En outre, les États membres doivent publier des informations standardisées sur leurs règles en matière d’insolvabilité, notamment les procédures disponibles ; les règles relatives au dépôt et au classement des créances ; la durée moyenne des procédures et les taux de recouvrement attendus.  

Les investisseurs et les créanciers doivent donc pouvoir se familiariser plus rapidement avec les systèmes nationaux au sein de l’UE.  

Conclusion 

La directive Insolvabilité III renforce clairement la position des créanciers au sein de l’Union européenne. Une plus grande uniformité et une meilleure transparence réduisent la fragmentation juridique entre les États membres. 
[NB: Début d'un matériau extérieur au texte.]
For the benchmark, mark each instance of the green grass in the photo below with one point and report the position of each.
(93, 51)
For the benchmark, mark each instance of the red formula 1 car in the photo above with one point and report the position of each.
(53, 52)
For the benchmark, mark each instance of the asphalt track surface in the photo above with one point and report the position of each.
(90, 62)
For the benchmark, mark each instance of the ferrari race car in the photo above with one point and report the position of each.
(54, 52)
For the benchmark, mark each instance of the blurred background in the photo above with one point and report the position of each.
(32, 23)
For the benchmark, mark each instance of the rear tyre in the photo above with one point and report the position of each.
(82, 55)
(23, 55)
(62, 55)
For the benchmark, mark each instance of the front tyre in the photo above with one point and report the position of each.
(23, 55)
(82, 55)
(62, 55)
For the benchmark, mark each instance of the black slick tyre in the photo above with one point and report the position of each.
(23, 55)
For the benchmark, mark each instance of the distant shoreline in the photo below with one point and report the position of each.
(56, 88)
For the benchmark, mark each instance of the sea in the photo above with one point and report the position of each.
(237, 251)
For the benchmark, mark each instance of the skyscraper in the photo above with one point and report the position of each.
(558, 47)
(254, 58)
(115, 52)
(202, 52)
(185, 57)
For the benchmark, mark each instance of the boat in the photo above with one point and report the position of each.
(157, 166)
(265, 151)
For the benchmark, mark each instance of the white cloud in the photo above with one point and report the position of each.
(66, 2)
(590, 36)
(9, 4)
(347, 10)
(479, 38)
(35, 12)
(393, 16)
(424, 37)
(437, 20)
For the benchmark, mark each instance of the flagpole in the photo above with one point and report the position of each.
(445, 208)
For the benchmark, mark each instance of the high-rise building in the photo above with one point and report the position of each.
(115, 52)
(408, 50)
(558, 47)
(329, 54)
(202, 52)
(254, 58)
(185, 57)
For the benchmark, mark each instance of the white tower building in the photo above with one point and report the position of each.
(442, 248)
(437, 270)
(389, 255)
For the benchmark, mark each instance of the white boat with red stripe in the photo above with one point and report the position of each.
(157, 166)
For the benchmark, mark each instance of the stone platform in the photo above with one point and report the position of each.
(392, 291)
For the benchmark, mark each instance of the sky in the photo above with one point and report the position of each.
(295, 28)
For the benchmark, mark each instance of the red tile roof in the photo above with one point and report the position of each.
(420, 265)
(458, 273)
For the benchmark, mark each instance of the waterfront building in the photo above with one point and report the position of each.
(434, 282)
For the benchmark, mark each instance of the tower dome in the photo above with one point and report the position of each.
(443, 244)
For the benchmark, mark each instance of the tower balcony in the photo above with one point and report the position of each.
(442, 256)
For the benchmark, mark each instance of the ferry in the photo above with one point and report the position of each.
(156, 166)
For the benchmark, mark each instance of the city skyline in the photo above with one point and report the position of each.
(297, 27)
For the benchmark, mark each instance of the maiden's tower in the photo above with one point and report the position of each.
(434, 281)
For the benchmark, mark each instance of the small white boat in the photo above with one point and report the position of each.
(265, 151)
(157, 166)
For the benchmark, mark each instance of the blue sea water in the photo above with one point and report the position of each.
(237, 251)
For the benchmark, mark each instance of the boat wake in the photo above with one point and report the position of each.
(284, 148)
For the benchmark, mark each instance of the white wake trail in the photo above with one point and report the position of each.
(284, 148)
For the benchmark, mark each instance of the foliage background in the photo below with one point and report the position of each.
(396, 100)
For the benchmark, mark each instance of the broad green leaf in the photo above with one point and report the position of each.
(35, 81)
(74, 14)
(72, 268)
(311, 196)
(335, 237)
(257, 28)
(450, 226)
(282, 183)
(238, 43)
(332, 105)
En résumé, trois conséquences importantes se dégagent : 

  • De meilleures chances de recouvrement grâce à des règles de recouvrement plus strictes et à une meilleure recherche des actifs. 
  • Une influence accrue pour les créanciers grâce aux procédures de pré-pack et aux comités de créanciers.  
  • Une responsabilité accrue des administrateurs en cas d’intervention tardive.  

Pour la Belgique, la transposition de cette directive entraînera une modernisation importante du droit de l’insolvabilité, aboutissant à un système plus structuré, plus transparent et davantage axé sur l’application de la loi.